You are not logged in.
Hey there, I'm running into an issue where my system randomly locks up (can't interact with terminals, new windows, etc., however I can move the mouse around in my DE).
I'm seeing an error in dmesg that seems to correspond to when the lock-up happens. Looks like this:
[35997.592789] ata2.00: exception Emask 0x0 SAct 0x3f000000 SErr 0xd0000 action 0x6 frozen
[35997.592828] ata2: SError: { PHYRdyChg CommWake 10B8B }
[35997.592850] ata2.00: failed command: WRITE FPDMA QUEUED
[35997.592870] ata2.00: cmd 61/08:c0:b0:73:85/00:00:08:00:00/40 tag 24 ncq dma 4096 out
res 40/00:00:00:00:00/00:00:00:00:00/00 Emask 0x4 (timeout)
[35997.592927] ata2.00: status: { DRDY }
[35997.592943] ata2.00: failed command: WRITE FPDMA QUEUED
[35997.592963] ata2.00: cmd 61/08:c8:e8:75:85/00:00:08:00:00/40 tag 25 ncq dma 4096 out
res 40/00:00:00:00:00/00:00:00:00:00/00 Emask 0x4 (timeout)
[35997.593028] ata2.00: status: { DRDY }
[35997.593047] ata2.00: failed command: WRITE FPDMA QUEUED
[35997.593067] ata2.00: cmd 61/08:d0:68:76:85/00:00:08:00:00/40 tag 26 ncq dma 4096 out
res 40/00:00:00:00:00/00:00:00:00:00/00 Emask 0x4 (timeout)
[35997.593126] ata2.00: status: { DRDY }
[35997.593142] ata2.00: failed command: WRITE FPDMA QUEUED
[35997.593162] ata2.00: cmd 61/08:d8:28:7b:85/00:00:08:00:00/40 tag 27 ncq dma 4096 out
res 40/00:00:00:00:00/00:00:00:00:00/00 Emask 0x4 (timeout)
[35997.593218] ata2.00: status: { DRDY }
[35997.593231] ata2.00: failed command: WRITE FPDMA QUEUED
[35997.593247] ata2.00: cmd 61/08:e0:78:7b:85/00:00:08:00:00/40 tag 28 ncq dma 4096 out
res 40/00:00:00:00:00/00:00:00:00:00/00 Emask 0x4 (timeout)
[35997.593290] ata2.00: status: { DRDY }
[35997.593303] ata2.00: failed command: WRITE FPDMA QUEUED
[35997.593320] ata2.00: cmd 61/08:e8:d8:7b:85/00:00:08:00:00/40 tag 29 ncq dma 4096 out
res 40/00:00:00:00:00/00:00:00:00:00/00 Emask 0x4 (timeout)

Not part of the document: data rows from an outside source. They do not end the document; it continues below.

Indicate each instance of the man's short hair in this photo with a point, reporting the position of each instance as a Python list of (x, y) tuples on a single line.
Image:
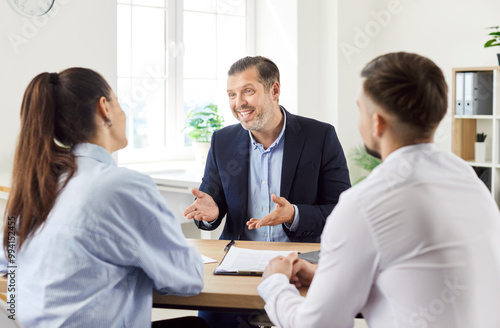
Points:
[(268, 71), (409, 86)]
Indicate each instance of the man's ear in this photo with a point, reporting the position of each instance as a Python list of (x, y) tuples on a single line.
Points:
[(103, 109), (275, 90), (379, 124)]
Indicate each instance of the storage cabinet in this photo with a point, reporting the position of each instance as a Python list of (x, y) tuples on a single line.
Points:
[(465, 127)]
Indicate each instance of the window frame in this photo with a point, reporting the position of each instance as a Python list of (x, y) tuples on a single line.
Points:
[(174, 118)]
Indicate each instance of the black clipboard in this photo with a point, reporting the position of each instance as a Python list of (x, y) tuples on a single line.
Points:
[(312, 257)]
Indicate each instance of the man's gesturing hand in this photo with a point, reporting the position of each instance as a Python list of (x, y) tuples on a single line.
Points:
[(281, 264), (203, 208), (283, 213)]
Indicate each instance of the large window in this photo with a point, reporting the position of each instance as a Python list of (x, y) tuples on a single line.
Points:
[(173, 55)]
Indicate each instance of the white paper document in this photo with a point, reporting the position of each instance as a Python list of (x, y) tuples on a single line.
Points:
[(207, 259), (245, 261)]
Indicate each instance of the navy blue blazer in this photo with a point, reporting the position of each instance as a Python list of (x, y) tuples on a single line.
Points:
[(313, 176)]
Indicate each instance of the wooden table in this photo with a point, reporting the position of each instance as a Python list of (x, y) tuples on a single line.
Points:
[(220, 292), (223, 292)]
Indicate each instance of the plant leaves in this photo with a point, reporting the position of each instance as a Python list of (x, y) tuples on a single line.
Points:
[(491, 43)]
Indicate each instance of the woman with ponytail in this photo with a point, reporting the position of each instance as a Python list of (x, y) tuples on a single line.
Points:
[(92, 239)]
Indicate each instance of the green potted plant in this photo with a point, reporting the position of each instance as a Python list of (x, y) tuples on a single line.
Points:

[35997.593363] ata2.00: status: { DRDY }
[35997.593376] ata2: hard resetting link
[35998.062790] ata2: SATA link up 6.0 Gbps (SStatus 133 SControl 300)
[35998.068032] ata2.00: configured for UDMA/133
[35998.068040] ahci 0000:0e:00.0: port does not support device sleep
[35998.068087] ata2: EH complete
[39587.879366] ata2.00: exception Emask 0x10 SAct 0xf0000 SErr 0x4050000 action 0xe frozen
[39587.879409] ata2.00: irq_stat 0x00000040, connection status changed
[39587.879433] ata2: SError: { PHYRdyChg CommWake DevExch }
[39587.879454] ata2.00: failed command: WRITE FPDMA QUEUED
[39587.879474] ata2.00: cmd 61/08:80:78:7b:85/00:00:08:00:00/40 tag 16 ncq dma 4096 out
res 40/00:00:00:00:00/00:00:00:00:00/00 Emask 0x10 (ATA bus error)
[39587.879532] ata2.00: status: { DRDY }
[39587.879548] ata2.00: failed command: WRITE FPDMA QUEUED
[39587.879568] ata2.00: cmd 61/08:88:d8:7b:85/00:00:08:00:00/40 tag 17 ncq dma 4096 out
res 40/00:00:00:00:00/00:00:00:00:00/00 Emask 0x10 (ATA bus error)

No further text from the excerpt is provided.